The first chapter, 2013's Mothership, wears the band's influences on its sleeve, both literally and figuratively. From the busty space-angel on the album's cover to the Orange Goblin-meets-Blue Cheer within its grooves, the band's debut is a hooky slab of heavy jams, crisp solos and fuzzed-out party rock; it's the sound of a custom van chugging its way through an asteroid field, like Chewbacca out on a beer run. The new material, thundered live in front of me at earth-shaking volume, fits the Mothership template, but this stuff is moodier, more complex. It's undeniably heavier, too.
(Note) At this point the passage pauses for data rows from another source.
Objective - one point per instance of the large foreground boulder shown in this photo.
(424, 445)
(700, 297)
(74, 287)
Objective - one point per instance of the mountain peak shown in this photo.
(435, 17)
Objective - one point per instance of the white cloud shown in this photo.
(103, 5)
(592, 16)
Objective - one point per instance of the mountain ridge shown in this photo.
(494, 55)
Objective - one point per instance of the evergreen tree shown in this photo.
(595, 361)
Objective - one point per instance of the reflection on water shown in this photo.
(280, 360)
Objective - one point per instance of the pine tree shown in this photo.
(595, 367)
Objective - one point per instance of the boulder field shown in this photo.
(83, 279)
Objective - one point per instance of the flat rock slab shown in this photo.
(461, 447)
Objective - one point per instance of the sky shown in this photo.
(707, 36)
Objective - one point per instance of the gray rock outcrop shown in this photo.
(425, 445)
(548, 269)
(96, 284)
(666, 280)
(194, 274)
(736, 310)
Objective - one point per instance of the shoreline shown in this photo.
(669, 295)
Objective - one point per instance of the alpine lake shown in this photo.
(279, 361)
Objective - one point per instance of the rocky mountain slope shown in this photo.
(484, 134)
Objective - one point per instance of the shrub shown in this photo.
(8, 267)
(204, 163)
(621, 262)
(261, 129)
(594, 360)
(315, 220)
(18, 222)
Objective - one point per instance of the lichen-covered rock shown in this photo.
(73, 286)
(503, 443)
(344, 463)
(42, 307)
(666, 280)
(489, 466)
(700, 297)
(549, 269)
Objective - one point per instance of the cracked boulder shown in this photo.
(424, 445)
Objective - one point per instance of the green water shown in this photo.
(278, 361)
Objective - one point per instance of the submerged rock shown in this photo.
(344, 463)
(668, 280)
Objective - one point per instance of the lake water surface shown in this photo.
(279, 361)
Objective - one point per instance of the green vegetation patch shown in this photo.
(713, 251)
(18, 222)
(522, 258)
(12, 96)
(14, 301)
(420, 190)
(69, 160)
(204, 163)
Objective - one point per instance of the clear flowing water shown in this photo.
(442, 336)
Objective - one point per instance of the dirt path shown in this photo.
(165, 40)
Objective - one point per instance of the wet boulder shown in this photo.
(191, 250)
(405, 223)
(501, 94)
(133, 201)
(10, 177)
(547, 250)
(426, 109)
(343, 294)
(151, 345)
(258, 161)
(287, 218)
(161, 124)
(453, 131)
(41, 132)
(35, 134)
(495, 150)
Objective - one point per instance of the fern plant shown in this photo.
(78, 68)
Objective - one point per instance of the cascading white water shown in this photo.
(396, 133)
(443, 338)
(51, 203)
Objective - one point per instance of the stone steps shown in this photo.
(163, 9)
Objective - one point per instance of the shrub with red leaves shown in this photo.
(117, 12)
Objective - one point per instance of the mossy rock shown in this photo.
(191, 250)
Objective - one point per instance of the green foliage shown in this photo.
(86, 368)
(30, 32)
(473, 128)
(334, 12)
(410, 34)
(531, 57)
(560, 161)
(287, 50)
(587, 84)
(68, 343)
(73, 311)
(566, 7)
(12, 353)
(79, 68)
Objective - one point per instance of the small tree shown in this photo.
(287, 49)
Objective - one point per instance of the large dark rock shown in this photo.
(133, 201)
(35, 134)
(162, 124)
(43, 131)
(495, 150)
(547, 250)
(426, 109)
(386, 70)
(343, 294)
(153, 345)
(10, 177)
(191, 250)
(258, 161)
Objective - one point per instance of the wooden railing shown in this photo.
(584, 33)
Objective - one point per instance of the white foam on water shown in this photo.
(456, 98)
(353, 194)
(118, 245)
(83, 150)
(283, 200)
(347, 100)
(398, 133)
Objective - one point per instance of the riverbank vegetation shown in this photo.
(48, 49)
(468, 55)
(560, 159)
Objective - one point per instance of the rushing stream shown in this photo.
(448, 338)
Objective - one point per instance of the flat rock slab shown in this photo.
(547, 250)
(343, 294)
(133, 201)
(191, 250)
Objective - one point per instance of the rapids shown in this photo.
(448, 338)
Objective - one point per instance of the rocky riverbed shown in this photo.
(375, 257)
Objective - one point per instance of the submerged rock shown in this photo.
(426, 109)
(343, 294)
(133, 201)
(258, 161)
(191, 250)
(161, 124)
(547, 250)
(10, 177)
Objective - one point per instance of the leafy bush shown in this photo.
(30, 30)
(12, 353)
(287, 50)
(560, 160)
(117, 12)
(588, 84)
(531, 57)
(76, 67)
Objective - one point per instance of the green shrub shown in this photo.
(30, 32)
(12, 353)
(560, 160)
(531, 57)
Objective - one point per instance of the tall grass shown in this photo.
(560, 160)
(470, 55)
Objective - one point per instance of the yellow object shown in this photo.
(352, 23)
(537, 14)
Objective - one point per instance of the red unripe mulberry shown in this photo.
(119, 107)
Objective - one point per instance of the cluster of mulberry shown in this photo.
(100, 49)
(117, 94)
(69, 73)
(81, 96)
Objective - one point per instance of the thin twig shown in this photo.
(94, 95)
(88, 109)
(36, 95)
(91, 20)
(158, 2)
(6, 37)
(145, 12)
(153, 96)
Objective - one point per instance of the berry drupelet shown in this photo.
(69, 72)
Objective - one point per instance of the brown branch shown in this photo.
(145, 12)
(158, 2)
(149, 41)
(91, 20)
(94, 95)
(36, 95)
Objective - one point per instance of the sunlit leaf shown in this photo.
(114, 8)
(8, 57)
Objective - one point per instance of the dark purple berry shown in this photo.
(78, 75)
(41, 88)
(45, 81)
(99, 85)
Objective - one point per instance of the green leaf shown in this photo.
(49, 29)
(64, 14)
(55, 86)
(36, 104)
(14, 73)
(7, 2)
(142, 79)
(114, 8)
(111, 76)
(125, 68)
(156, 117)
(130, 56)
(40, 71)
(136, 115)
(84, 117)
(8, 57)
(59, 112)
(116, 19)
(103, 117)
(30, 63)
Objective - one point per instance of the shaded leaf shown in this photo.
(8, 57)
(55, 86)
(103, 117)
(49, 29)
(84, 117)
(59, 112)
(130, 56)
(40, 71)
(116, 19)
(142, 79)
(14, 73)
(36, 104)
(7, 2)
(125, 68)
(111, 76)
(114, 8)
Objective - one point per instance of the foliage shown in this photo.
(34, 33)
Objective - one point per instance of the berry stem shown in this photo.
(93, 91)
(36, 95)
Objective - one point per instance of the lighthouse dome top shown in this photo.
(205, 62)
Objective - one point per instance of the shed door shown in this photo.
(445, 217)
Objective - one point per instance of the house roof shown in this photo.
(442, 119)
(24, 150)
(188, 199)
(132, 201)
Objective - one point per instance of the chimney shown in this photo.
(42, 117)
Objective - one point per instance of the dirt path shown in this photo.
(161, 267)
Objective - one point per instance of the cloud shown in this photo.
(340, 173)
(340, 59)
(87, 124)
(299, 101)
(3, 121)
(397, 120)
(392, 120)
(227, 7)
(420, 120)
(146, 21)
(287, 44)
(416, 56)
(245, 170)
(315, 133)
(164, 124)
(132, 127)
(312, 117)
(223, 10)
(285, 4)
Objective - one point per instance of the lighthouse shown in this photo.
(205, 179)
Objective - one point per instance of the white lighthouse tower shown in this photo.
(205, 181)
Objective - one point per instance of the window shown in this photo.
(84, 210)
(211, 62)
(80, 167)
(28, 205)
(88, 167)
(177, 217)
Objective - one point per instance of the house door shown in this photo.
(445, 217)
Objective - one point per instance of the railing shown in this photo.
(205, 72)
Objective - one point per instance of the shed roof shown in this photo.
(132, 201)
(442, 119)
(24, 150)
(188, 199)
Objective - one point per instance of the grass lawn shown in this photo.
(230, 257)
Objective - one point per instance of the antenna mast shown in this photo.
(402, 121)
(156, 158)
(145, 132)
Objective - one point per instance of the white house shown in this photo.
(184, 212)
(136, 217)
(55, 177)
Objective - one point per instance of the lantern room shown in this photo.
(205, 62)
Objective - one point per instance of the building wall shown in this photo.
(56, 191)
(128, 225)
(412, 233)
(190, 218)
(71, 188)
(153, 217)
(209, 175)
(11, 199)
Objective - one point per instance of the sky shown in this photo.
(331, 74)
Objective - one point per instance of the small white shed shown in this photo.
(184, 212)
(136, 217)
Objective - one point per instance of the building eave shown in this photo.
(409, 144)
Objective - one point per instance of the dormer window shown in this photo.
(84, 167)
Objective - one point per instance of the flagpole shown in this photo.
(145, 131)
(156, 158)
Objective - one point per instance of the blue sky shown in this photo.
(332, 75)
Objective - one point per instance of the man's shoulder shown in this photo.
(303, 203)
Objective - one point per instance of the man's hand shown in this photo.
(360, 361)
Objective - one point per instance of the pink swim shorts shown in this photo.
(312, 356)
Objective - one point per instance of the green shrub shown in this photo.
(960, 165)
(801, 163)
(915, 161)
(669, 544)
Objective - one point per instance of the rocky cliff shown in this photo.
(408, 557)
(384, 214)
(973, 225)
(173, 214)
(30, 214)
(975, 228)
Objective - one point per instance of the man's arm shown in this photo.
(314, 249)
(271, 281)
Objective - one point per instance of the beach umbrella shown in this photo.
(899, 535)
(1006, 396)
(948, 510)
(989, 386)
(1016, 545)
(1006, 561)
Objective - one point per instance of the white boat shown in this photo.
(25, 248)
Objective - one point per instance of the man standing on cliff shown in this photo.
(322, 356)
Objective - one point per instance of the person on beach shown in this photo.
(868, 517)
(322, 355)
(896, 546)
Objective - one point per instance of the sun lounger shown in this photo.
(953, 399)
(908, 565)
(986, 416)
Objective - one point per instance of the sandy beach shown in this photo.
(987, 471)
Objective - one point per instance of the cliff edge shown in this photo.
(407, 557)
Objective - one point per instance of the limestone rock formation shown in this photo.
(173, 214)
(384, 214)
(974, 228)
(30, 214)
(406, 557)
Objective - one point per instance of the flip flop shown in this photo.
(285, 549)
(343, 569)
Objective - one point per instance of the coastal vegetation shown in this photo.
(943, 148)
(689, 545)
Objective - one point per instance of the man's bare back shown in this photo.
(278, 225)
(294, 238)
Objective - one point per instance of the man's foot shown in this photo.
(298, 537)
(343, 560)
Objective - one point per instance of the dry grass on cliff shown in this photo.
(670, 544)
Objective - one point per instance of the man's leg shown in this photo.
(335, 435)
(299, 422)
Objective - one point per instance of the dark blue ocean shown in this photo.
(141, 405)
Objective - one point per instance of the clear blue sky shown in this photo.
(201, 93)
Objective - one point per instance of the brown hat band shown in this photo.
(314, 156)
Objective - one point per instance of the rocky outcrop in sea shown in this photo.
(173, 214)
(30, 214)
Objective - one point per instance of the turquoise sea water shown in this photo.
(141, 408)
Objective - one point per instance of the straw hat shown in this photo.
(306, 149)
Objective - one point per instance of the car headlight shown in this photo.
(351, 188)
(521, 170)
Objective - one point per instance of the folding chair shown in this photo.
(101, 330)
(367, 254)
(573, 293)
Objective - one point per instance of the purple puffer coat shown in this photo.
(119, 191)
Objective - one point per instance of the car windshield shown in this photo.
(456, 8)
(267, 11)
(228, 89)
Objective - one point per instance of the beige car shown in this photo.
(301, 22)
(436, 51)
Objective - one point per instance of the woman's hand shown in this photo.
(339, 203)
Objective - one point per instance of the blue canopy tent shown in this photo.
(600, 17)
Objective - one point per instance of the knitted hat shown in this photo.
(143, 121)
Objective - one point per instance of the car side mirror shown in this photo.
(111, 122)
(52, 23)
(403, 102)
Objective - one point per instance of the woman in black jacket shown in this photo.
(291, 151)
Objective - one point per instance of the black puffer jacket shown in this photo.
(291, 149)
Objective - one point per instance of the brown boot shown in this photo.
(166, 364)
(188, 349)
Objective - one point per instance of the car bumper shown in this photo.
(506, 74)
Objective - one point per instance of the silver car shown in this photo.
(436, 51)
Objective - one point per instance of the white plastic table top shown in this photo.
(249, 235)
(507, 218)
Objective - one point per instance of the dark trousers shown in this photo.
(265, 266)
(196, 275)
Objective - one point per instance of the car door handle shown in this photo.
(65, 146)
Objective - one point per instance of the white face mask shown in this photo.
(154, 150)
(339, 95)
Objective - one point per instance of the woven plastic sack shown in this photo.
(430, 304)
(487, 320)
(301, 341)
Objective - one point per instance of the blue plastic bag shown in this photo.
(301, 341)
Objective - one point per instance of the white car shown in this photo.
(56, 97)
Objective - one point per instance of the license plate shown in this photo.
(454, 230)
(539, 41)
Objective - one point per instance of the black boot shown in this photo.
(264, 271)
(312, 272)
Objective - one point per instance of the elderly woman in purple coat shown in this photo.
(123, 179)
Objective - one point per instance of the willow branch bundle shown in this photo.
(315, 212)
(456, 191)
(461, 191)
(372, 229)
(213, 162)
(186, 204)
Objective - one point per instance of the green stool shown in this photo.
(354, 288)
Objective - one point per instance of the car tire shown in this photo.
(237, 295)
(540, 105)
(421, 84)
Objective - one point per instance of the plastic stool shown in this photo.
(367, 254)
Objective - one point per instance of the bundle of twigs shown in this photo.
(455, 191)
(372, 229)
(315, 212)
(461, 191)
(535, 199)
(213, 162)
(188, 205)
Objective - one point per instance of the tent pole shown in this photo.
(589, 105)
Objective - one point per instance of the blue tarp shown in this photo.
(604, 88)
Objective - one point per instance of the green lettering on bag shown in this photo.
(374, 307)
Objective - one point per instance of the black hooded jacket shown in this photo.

Mothership II is indeed the next stage of the band's evolution; rather than cobbling together the best riffs and hoping for the best, the band's drive to write songs as opposed to merely rearranging or repurposing jams is obvious.

Of course, this is a band on a small indie label (California-based Ripple Music), which is great for distribution but less so for buying studio time, at least if you want to keep your masters. "They would've paid for it," Kelley says, "but we want to keep the rights to our music."

"We've started an Indiegogo campaign to help fund the record and the European trip," says Kyle, "We're trying to keep it DIY." He adds, "The way we record, we basically just rehearse the album for a week or so, and then we track live, so we make the most of our studio time." Where Mothership ultimately lands is anyone's guess, but the hours spent in the Hangar are stacking the odds in their favor.